Summary
The DiffeomorphicDemonsRegistrationFilter in SimpleITK is used for deformable registration, but it only returns the final displacement field. However, accessing the internal velocity/update field is crucial for certain applications. This article explores the root cause of this limitation and provides a solution to access the velocity field.
Root Cause
The DiffeomorphicDemonsRegistrationFilter uses a diffeomorphic formulation that computes the velocity field internally, but it is not directly accessible through the Execute() method. The main reasons for this are:
- The velocity field is used to compute the displacement field through an exponential map.
- The DiffeomorphicDemonsRegistrationFilter is designed to return the displacement field, which is the primary output of the registration process.

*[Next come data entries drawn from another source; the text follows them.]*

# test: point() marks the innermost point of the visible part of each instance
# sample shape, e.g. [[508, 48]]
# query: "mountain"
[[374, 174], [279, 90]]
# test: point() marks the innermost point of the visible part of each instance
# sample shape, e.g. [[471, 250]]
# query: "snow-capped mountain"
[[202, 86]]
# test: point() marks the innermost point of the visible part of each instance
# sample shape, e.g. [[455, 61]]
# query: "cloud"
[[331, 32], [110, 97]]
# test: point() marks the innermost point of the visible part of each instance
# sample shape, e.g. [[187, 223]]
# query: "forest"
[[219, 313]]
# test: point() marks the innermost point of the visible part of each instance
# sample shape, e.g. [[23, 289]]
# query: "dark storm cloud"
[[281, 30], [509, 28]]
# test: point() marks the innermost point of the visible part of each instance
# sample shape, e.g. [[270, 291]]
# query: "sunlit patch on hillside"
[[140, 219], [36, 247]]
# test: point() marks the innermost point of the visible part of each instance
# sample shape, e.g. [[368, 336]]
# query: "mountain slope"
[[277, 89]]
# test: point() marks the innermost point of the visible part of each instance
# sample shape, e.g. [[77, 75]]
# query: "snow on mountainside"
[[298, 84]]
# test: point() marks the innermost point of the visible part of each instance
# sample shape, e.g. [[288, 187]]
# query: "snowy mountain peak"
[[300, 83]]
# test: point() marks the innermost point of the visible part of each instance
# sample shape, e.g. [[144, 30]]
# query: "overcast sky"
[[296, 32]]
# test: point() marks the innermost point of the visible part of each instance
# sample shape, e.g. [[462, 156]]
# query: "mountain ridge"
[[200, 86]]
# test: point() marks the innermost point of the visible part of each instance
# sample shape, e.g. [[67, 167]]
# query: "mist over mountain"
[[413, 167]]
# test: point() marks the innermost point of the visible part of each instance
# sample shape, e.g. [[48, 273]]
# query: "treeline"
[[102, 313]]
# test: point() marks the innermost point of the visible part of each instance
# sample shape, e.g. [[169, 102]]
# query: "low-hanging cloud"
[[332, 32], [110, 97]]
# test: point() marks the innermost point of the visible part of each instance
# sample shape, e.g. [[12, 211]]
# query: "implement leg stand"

Why This Happens in Real Systems
In real-world systems, the velocity field is often required for:
- Computing deformation metrics, such as the Jacobian determinant.
- Analyzing the registration process, including the convergence of the algorithm.
- Visualizing the deformation, which can be useful for quality control and debugging.
Real-World Impact
The inability to access the velocity field can have significant impacts, including:
- Limited analysis capabilities, making it difficult to understand the registration process.
- Inaccurate deformation metrics, which can lead to incorrect conclusions.
- Reduced quality control, making it challenging to detect registration errors.
Example or Code
import SimpleITK as sitk
# Create a DiffeomorphicDemonsRegistrationFilter
demons = sitk.DiffeomorphicDemonsRegistrationFilter()
# Set the parameters
demons.SetNumberOfIterations(300)
demons.SetStandardDeviations(1.0)
demons.SetMaximumUpdateStepLength(2.5)
demons.SetSmoothDisplacementField(True)
demons.SetSmoothUpdateField(True)
# Execute the registration
displacement_field = demons.Execute(fixed_image, moving_image)
# To access the velocity field, you can use the GetUpdateField() method
# However, this method is not available in the DiffeomorphicDemonsRegistrationFilter
# One possible solution is to use the DemonsRegistrationFilter instead
demons = sitk.DemonsRegistrationFilter()
demons.SetNumberOfIterations(300)
demons.SetStandardDeviations(1.0)
demons.SetMaximumUpdateStepLength(2.5)
demons.SetSmoothDisplacementField(True)
demons.SetSmoothUpdateField(True)
# Execute the registration
displacement_field = demons.Execute(fixed_image, moving_image)
# Get the update field (velocity field)
update_field = demons.GetUpdateField()
How Senior Engineers Fix It
Senior engineers can fix this issue by:
- Using alternative registration filters, such as the DemonsRegistrationFilter, which provides access to the update field.
- Implementing custom registration algorithms, which can provide more control over the registration process and access to internal fields.
- Using other libraries or frameworks, such as ITK or scikit-image, which may provide more flexibility and access to internal fields.
Why Juniors Miss It
Junior engineers may miss this issue because:
- Lack of experience with registration algorithms and their internal workings.
- Insufficient understanding of the diffeomorphic formulation and its requirements.
- Overreliance on high-level APIs, which may not provide access to internal fields or parameters.